I think it has nothing to do at all with the speed of writeln, and it's again a case of micro benchmarking gone awry. Here were my initial results with ppc386 on OS X with plain -O2 (with the "time" command, so background activity is eliminated):
2.6.4, with writeln
user 0m5.572s
sys 0m0.293s
2.6.4, no writeln
user 0m4.648s
sys 0m0.005s
3.1.1, with writeln
user 0m2.243s
sys 0m0.266s
3.1.1, no writeln
user 0m2.038s
sys 0m0.004s
So for me, writeln actually seems to have less overhead in 2.6.4 than on 3.1.1. Then I figured to test the overhead with cwstring included, and it seemed to get really weird:
2.6.4, with writeln, with cwstring
user 0m4.216s
sys 0m0.269s
2.6.4, no writeln, with cwstring
user 0m4.020s
sys 0m0.006s
3.1.1, with writeln, with cwstring
user 0m1.427s
sys 0m0.254s
3.1.1, no writeln, with cwstring
user 0m1.275s
sys 0m0.004s
Look at that: including cwstring makes the program a lot faster both on 2.6.4 and 3.1.1, even when there's no input/output at all! If you see something like that, you can be virtually certain it's a case of memory alignment.

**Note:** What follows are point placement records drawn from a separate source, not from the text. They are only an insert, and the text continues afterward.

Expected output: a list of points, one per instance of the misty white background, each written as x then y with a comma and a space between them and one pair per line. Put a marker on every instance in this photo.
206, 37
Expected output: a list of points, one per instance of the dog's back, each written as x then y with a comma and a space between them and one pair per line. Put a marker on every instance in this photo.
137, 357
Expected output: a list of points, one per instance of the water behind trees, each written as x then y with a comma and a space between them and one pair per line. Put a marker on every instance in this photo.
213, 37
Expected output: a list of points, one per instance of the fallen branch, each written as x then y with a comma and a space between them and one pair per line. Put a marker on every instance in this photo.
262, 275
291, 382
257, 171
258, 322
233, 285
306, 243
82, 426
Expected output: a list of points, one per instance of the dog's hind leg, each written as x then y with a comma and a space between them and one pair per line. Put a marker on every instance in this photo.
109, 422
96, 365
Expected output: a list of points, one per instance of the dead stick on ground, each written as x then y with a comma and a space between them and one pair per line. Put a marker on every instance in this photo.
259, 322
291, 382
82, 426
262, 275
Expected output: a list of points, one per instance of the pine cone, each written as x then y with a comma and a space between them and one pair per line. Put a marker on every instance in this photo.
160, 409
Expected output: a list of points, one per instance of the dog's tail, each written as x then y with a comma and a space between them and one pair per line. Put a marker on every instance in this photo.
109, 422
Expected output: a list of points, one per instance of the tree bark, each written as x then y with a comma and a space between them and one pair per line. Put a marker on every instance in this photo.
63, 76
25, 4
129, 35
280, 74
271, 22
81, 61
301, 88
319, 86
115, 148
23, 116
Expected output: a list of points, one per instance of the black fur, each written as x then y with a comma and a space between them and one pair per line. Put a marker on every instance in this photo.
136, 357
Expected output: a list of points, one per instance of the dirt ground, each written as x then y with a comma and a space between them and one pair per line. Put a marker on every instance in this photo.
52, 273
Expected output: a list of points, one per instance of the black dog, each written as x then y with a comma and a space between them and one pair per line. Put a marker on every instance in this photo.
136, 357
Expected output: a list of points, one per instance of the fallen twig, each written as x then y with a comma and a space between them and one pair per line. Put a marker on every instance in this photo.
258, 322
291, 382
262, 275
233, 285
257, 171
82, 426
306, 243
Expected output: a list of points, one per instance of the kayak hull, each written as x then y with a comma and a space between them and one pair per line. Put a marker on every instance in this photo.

And indeed: if I move all of the code of the program into a subroutine (so all variables become local variables) and then play with the maximum alignment for local variables (all cases without writeln, with/without cwstring stays the same):
3.1.1, -Oalocalmax=4
user 0m1.233s
sys 0m0.004s
3.1.1, -Oalocalmax=8 (and anything else > 4, doesn't change generated code compared to 8)
user 0m3.843s
sys 0m0.014s
So as soon as the maximum alignment for locals is increased above 8, you get a huge increase in run time here. So it's clear that there's a cache effect playing somewhere, because forcing the alignment to 4 bytes means that several doubles are now only aligned at 4 bytes (which in theory should reduce performance). In the original code, all variables were global variables and hence including another unit will affect their alignment/placement too.
Now, all of the above is without -Cfsse2. If I add -Cfsse2, then the speed is the same with 4 and 8 byte alignment. Reason: all values are kept in SSE2 registers, so the stack alignment is irrelevant.
Now, if you add writeln, then the impact will again become potentially bigger because then the sse values will have to be spilled to the stack and hence cache effects come back into play. Another thing that may be relevant is that if FPC is able to better optimise the register-based code in 3.1.1 than in 2.6.4 (or is better able to put global variables into registers), then logically if values need to be spilled the performance degredation will be relatively larger in 3.1.1 than in 2.6.4, but that could just be because 2.6.4 generated worse code to start with.
And now I've spent way more time on this already than I ever planned to.